Students participating in the ISU Dietetic Internship have a new tool at their fingertips.

The ISU Dietetic Internship received a Center for Advanced Computer Studies grant, which allowed the program to provide iPod Touches to all 46 interns for a six-month, supervised practice experience.

The students are located in Iowa and across the nation.

“The DI has been currently investigating the use of mobile devices — an iPod Touch — to deliver course content and give more options for increased collaboration among interns and instructors,” said Janet Jackson, senior clinician in food science and human nutrition.

The iPod Touch devices provide a way for the instructors to keep in touch with their students across the nation. The students come to the ISU campus for a week in January and then head to their various locations for the remainder of the semester.

The devices are also learning tools for advanced research.

“Instead of carrying around three or four books, at just a fingertip they have access to lab values, references, medications and medical terminology,” said Laurie Kruzich, practicum placement program coordinator.

Applications within the iPod Touch include resources for drug and nutrient interactions and calculation of basic and nutritional support information.

“The internship is so busy already, by having the [iPod Touch] that is easily accessible, productivity is increased,” Michelle Russell, senior in dietetics and intern located in Marshalltown at the Marshalltown Medical and Surgical Center.

The interns can access email, coordinate calendars and access virtual meetings with their devices.
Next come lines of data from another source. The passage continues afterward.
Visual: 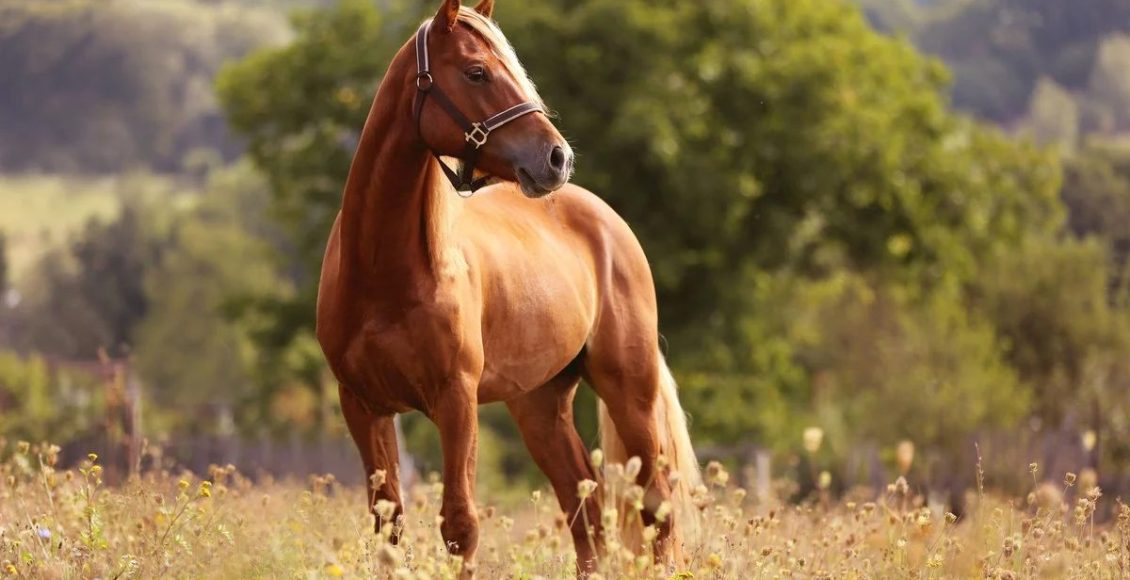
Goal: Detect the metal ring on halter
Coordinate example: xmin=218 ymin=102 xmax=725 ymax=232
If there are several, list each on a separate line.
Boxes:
xmin=463 ymin=123 xmax=490 ymax=149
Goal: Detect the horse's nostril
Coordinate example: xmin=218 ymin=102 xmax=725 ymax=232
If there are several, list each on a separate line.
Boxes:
xmin=549 ymin=147 xmax=566 ymax=171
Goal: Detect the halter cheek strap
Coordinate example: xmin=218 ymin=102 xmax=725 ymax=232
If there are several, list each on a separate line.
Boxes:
xmin=412 ymin=20 xmax=545 ymax=193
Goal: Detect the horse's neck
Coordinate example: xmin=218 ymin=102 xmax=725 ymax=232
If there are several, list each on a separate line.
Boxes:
xmin=341 ymin=87 xmax=451 ymax=288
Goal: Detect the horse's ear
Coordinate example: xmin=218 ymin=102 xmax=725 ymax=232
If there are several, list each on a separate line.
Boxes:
xmin=475 ymin=0 xmax=494 ymax=18
xmin=432 ymin=0 xmax=459 ymax=32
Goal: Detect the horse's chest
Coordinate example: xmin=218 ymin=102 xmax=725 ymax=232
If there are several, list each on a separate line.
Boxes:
xmin=344 ymin=309 xmax=467 ymax=412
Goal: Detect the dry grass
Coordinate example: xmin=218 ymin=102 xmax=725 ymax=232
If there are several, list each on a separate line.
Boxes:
xmin=0 ymin=443 xmax=1130 ymax=579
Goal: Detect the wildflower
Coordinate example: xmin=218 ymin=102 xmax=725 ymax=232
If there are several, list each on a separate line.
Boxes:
xmin=706 ymin=461 xmax=730 ymax=487
xmin=690 ymin=485 xmax=714 ymax=510
xmin=376 ymin=544 xmax=400 ymax=568
xmin=624 ymin=456 xmax=643 ymax=482
xmin=1079 ymin=428 xmax=1098 ymax=452
xmin=600 ymin=508 xmax=619 ymax=529
xmin=805 ymin=427 xmax=824 ymax=453
xmin=895 ymin=439 xmax=914 ymax=475
xmin=624 ymin=485 xmax=644 ymax=511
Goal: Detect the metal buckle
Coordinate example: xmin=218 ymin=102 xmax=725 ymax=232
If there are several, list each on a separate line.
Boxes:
xmin=463 ymin=123 xmax=490 ymax=149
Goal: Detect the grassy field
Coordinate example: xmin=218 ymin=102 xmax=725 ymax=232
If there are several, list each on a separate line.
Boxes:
xmin=0 ymin=443 xmax=1130 ymax=579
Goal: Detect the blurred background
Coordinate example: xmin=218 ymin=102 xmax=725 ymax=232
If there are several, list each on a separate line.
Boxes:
xmin=0 ymin=0 xmax=1130 ymax=497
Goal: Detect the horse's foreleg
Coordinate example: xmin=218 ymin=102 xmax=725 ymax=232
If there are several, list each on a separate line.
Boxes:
xmin=585 ymin=348 xmax=680 ymax=562
xmin=338 ymin=386 xmax=403 ymax=543
xmin=431 ymin=387 xmax=479 ymax=577
xmin=506 ymin=371 xmax=603 ymax=574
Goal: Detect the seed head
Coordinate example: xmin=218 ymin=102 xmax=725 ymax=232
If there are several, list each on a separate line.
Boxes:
xmin=805 ymin=427 xmax=824 ymax=453
xmin=895 ymin=439 xmax=914 ymax=475
xmin=624 ymin=456 xmax=643 ymax=482
xmin=576 ymin=479 xmax=597 ymax=500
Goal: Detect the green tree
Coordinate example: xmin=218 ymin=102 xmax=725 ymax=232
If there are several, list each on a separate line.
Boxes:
xmin=18 ymin=204 xmax=159 ymax=358
xmin=133 ymin=160 xmax=286 ymax=430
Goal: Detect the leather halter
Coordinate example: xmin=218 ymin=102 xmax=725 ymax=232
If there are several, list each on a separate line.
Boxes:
xmin=414 ymin=20 xmax=545 ymax=193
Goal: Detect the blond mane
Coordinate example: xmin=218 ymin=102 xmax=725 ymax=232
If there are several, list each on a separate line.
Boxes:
xmin=449 ymin=6 xmax=546 ymax=109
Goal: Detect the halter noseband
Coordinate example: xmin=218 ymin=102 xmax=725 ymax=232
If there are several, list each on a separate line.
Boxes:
xmin=414 ymin=20 xmax=545 ymax=193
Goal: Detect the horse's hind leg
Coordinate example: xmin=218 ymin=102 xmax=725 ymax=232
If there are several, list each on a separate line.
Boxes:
xmin=338 ymin=386 xmax=403 ymax=542
xmin=584 ymin=332 xmax=680 ymax=561
xmin=506 ymin=365 xmax=602 ymax=573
Interns are also asked to share reflections about their experiences with the device through micro blogs to build a community of practice in a distance internship.

The interns can also choose preferred style of learning by having podcasts available.

“Defiantly as a dietician intern, it is extremely useful in a hospital setting for quickly looking up information such as laboratory values or conditions we are unfamiliar with,” said Logan Baker, intern for the Special Supplemental Nutrition Program for Women, Infants and Children in Waterloo.

The interns also have the option of personalizing the device for their use by accessing iTunes and downloading their own applications to advance their education.

Baker’s favorite application is the Micromedex, which helps him research different types of medicines.

“It’s kind of a professional library, once you find an application you have to determine how reliable that app is,” Kruzich said.

To guide the interns on applications the coordinators have provided a rubric so they can evaluate application’s and podcast to find how authentic and dependable each one is.

“Interns have happily embraced this technology and their responses in the workplace from supervisors have been overall favorable because the intern can quickly access information during a consultation with patient or client,” Johnson said.